Veganism and Dental Health – What You Need to Know
Vegan diets are all the rage. The Vegan Society says the number of Brits turning to vegan lifestyles quadrupled from 150,000 in 2014 to 600,000 in 2019.
Almost half of them made the switch in 2018 – suggesting the number of UK vegans isn’t just rising but shooting up exponentially.
While there’s no doubt that veganism is good for both animals and the environment, some dental experts have warned the lifestyle may not be as kind to our teeth.
Calcium and Protein
The absence of dairy and meat from vegan diets can leave a shortfall in calcium and protein – both of which play a vital role in the production and protection of tooth enamel.
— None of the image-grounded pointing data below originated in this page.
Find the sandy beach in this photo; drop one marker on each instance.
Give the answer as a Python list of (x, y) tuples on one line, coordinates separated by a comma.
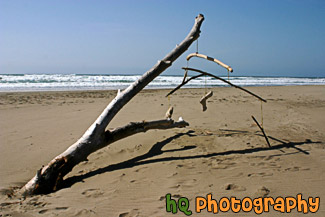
[(222, 152)]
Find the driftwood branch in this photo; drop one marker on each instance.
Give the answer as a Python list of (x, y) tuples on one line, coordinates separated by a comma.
[(183, 83), (262, 129), (204, 99), (210, 59), (221, 79), (48, 178)]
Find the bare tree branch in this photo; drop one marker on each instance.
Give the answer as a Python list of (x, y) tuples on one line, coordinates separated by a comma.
[(49, 177)]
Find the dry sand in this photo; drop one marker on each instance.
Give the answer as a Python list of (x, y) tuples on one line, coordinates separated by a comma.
[(222, 151)]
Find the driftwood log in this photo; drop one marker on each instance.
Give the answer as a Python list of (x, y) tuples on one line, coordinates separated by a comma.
[(49, 177), (210, 59)]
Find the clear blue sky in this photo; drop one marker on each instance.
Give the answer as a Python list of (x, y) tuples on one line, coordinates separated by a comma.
[(268, 38)]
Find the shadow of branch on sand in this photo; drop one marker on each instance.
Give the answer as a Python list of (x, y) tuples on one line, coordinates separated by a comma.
[(156, 150)]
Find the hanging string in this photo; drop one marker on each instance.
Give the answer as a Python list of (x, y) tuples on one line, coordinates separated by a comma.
[(261, 113), (169, 101), (205, 84)]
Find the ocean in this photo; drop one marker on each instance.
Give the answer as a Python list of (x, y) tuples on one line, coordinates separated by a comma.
[(58, 82)]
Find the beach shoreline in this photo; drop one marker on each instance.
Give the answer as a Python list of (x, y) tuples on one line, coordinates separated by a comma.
[(222, 151)]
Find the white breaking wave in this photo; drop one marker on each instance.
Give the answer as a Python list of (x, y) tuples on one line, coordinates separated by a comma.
[(48, 82)]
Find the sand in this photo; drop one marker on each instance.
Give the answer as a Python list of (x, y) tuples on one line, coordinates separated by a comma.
[(222, 152)]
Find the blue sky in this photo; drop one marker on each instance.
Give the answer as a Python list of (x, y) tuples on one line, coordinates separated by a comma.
[(267, 38)]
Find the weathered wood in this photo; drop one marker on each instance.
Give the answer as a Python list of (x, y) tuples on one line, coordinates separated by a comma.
[(221, 79), (262, 129), (204, 99), (210, 59), (48, 178), (183, 83)]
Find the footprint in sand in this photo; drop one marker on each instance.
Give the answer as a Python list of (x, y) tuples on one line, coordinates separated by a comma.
[(133, 213), (234, 187), (92, 193), (292, 169), (262, 174), (262, 192), (43, 211)]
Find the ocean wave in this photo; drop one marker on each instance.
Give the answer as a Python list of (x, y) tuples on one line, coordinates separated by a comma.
[(45, 82)]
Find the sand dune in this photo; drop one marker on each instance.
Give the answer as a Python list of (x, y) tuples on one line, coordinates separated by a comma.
[(222, 151)]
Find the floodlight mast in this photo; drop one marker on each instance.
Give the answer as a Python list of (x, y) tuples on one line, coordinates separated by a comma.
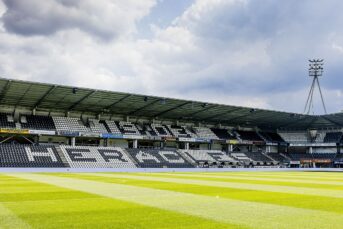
[(315, 70)]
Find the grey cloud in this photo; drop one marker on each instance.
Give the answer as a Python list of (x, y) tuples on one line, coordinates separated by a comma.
[(103, 19)]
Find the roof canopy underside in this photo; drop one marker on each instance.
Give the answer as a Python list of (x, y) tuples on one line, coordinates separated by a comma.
[(52, 97)]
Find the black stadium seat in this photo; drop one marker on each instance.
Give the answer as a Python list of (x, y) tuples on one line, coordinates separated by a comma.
[(29, 156)]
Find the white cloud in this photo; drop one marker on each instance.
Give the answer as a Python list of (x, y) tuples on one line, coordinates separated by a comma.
[(237, 52), (102, 18)]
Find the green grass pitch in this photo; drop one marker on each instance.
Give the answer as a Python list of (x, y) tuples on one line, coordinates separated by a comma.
[(172, 200)]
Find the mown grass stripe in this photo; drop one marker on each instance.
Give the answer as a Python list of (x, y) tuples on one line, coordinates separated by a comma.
[(254, 215), (10, 220), (281, 175), (329, 204), (253, 178), (235, 185)]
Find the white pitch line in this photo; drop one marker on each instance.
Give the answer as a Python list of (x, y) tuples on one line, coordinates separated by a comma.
[(235, 185), (249, 214)]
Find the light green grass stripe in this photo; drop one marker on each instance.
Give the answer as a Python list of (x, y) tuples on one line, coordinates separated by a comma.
[(10, 220), (234, 177), (254, 215), (337, 177), (236, 185)]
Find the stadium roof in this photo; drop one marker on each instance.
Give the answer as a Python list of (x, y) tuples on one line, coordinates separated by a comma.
[(52, 97)]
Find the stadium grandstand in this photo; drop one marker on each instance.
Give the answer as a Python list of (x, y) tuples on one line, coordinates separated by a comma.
[(47, 125)]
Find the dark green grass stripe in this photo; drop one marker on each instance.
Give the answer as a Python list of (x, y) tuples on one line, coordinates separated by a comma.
[(65, 208), (332, 185), (285, 199)]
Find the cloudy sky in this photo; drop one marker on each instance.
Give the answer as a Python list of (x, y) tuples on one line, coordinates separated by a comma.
[(237, 52)]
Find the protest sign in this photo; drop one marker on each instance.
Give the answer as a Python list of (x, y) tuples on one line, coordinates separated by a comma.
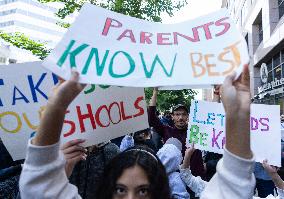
[(98, 114), (207, 129), (110, 48)]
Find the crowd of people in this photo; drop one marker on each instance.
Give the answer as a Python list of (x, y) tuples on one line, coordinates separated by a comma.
[(154, 163)]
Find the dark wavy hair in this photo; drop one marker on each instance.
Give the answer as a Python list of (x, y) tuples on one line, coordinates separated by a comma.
[(141, 156)]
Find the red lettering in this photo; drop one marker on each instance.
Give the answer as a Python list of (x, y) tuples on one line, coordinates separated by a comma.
[(226, 25), (124, 117), (109, 24), (97, 116), (138, 107), (109, 112), (145, 37), (127, 33), (264, 122), (72, 124), (82, 117)]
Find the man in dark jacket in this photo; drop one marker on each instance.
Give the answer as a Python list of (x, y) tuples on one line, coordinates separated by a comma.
[(178, 130)]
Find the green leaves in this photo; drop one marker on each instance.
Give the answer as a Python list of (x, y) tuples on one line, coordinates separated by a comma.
[(143, 9), (167, 99), (21, 41)]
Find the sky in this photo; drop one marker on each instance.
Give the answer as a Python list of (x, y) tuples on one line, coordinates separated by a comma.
[(195, 8)]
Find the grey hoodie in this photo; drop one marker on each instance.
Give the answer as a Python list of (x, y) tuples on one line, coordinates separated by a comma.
[(171, 158)]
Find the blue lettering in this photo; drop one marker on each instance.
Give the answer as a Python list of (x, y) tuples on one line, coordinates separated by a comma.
[(210, 119), (36, 88), (55, 79), (18, 98), (222, 116), (194, 114)]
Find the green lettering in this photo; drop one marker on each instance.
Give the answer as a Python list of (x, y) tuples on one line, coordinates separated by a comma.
[(131, 64), (99, 67), (194, 130), (72, 54), (157, 59), (203, 137)]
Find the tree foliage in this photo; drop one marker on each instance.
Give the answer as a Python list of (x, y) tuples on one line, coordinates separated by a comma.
[(143, 9), (21, 41), (150, 10), (167, 99)]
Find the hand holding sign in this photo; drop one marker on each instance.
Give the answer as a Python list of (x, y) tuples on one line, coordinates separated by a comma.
[(66, 91), (236, 101), (51, 124)]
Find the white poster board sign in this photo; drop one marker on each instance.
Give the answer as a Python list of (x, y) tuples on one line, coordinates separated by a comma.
[(207, 129), (115, 49), (98, 114)]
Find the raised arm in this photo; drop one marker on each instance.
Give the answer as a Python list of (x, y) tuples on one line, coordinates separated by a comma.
[(43, 175), (234, 177), (195, 183)]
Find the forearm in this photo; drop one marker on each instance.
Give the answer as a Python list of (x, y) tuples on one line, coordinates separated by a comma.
[(50, 126), (234, 178), (238, 134)]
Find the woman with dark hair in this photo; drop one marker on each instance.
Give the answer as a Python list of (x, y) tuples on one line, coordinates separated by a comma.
[(135, 173), (134, 162)]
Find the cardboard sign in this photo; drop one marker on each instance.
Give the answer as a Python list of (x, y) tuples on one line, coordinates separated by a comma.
[(207, 129), (98, 114), (115, 49)]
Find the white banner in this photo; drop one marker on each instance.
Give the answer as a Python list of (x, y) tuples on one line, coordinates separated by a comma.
[(98, 114), (110, 48), (207, 129)]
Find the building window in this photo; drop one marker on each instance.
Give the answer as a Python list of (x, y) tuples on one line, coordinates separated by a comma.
[(281, 8), (257, 33)]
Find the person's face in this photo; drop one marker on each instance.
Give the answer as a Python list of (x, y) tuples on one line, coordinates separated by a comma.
[(180, 118), (132, 184)]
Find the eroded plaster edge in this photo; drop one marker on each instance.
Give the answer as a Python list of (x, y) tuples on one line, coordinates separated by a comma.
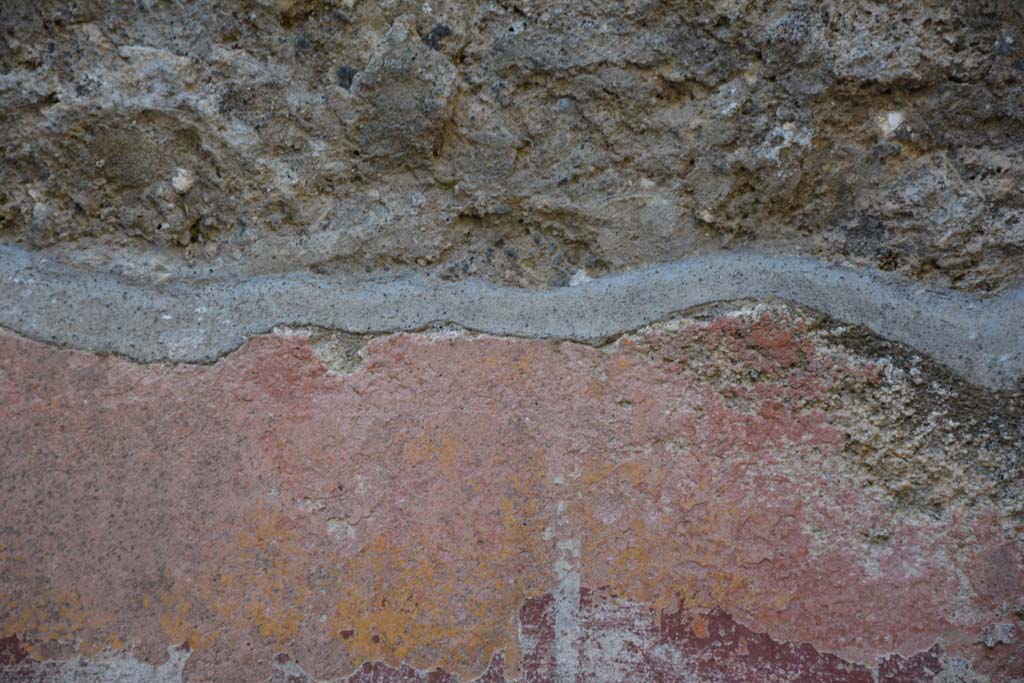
[(980, 339)]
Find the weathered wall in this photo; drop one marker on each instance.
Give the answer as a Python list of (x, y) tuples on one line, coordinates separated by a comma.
[(550, 341)]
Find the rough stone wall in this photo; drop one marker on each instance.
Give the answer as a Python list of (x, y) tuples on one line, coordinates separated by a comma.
[(442, 341)]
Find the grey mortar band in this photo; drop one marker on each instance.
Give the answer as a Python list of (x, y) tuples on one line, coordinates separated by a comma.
[(200, 322)]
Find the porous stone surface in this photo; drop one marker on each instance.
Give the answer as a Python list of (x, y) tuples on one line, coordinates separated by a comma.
[(547, 341), (744, 494), (524, 142)]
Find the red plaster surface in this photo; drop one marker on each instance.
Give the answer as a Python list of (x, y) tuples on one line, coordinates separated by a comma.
[(412, 512)]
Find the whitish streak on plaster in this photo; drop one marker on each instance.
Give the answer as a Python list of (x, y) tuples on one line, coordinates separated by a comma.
[(978, 338)]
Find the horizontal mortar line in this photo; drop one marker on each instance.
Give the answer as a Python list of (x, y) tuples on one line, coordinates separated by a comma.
[(182, 322)]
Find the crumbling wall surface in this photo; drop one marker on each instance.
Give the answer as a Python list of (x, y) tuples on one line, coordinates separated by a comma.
[(426, 342), (519, 141)]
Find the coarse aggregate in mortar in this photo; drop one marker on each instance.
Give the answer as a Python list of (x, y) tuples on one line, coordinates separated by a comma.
[(978, 338), (522, 142)]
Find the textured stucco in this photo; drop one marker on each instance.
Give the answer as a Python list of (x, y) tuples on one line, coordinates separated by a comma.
[(534, 341), (743, 467)]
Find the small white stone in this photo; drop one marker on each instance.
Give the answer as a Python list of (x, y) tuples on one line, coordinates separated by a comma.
[(183, 180), (890, 122)]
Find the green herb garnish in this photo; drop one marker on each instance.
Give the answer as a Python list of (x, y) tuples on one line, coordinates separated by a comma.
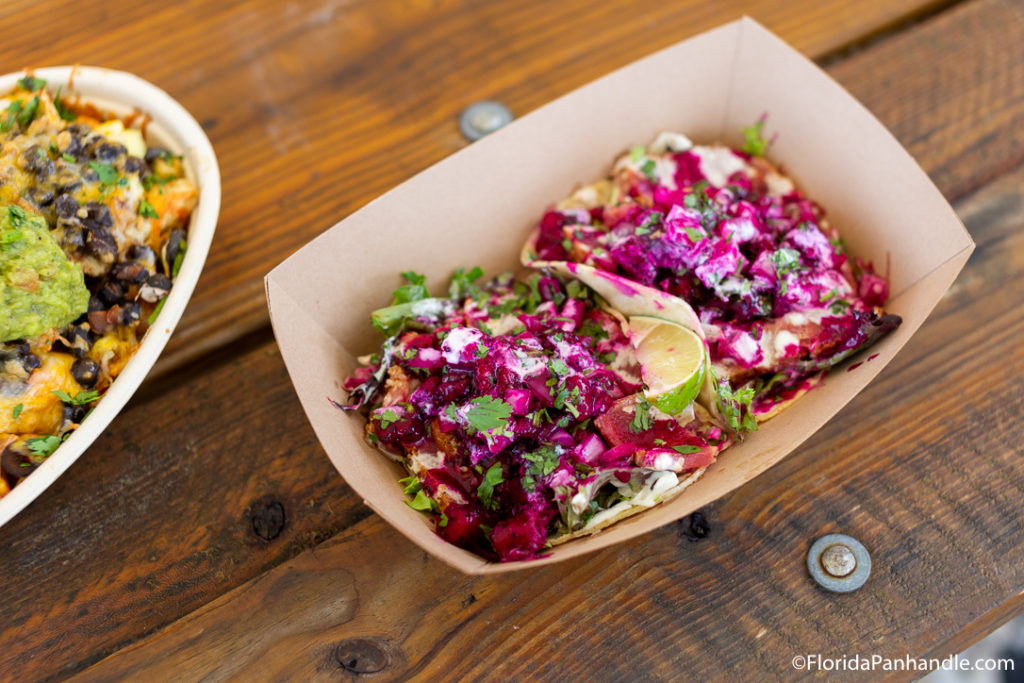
[(485, 491), (81, 398)]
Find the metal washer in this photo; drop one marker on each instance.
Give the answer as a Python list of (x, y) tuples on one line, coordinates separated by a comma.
[(846, 584), (483, 118)]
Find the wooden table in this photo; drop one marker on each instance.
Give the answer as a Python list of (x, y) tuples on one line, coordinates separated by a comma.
[(206, 534)]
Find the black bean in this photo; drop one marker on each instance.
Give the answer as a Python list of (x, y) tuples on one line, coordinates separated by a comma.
[(66, 206), (131, 313), (39, 197), (74, 414), (31, 361), (112, 293), (15, 464), (136, 165), (143, 254), (155, 288), (78, 339), (108, 153), (85, 371), (98, 213), (100, 244), (173, 248), (130, 271)]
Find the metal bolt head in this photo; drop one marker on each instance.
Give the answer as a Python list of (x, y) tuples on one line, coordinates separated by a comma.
[(483, 118), (839, 562)]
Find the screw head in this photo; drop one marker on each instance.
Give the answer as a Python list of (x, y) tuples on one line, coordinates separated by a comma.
[(839, 562), (483, 118)]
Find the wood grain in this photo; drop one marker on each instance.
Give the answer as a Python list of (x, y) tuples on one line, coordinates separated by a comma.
[(313, 111), (921, 467)]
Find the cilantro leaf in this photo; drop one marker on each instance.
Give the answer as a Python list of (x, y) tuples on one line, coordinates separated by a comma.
[(755, 142), (735, 407), (641, 419), (485, 491), (43, 445), (31, 83), (387, 417), (486, 413), (145, 210), (421, 502), (81, 398), (785, 260), (650, 223)]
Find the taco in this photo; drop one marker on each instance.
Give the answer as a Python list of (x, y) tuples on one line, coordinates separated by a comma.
[(766, 275), (522, 413)]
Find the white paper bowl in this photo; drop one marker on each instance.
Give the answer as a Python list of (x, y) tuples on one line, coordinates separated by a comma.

Weakened enamel makes the teeth susceptible to corrosion from starchy and acidic foods, leaving them prone to cavities and decay. It also causes other problems like staining and increased sensitivity.
Of course, this isn’t helped by the fact that vegan diets often contain more of those offending starch and acidic foods like fruits and grains.
To get the calcium you need, make sure to eat plenty of beans, and lentils, as well as broccoli, spinach, kale and other greens. Vegan milk alternatives derived from soy or almonds are also a great source.
And without careful planning, it’s also easy to miss out on vitamins which play a vital role in maintaining tip-top oral health.
Found in animal products like fish, meat and dairy, vitamin B12 plays a crucial role in gum health. But it is found most abundantly in meat, fish and dairy products. Miss out on this wonder vitamin and you risk gum disease and – eventually – tooth loss.
While cereals, plant-based milk and soy products contain some B12, the vegan society recommends eating B12 fortified foods at least three times a day or taking supplements to boost B12 levels.
You can further protect oral health by making sure your diet is packed full of teeth and gum-friendly vitamins.
Vitamin A – found in carotene-rich bright orange foods like pumpkin, sweet potato and of course, carrots – is fundamental to the health of your mouth’s mucous membrane. It’s fantastic in the fight against dry mouth.
Meanwhile, vitamin D, which helps your body absorb the calcium we mentioned earlier, can be found in mushrooms and some cereals. You’ll also get this from stepping into the sunshine when the British weather allows.
Sugar & Starch
With less hunger-busting protein in your diet, you may find yourself snacking more in the day. Try swapping sugary and starchy snacks like bread, pasta and cakes for energy-giving nuts, seeds, vegetables and tofu.
Giving up on meat doesn’t mean giving up on your usual hygiene routine. Continue brushing twice daily and flossing or using an interdental brush to get rid of food debris and acid. Regular dental checkups should also remain a firm fixture.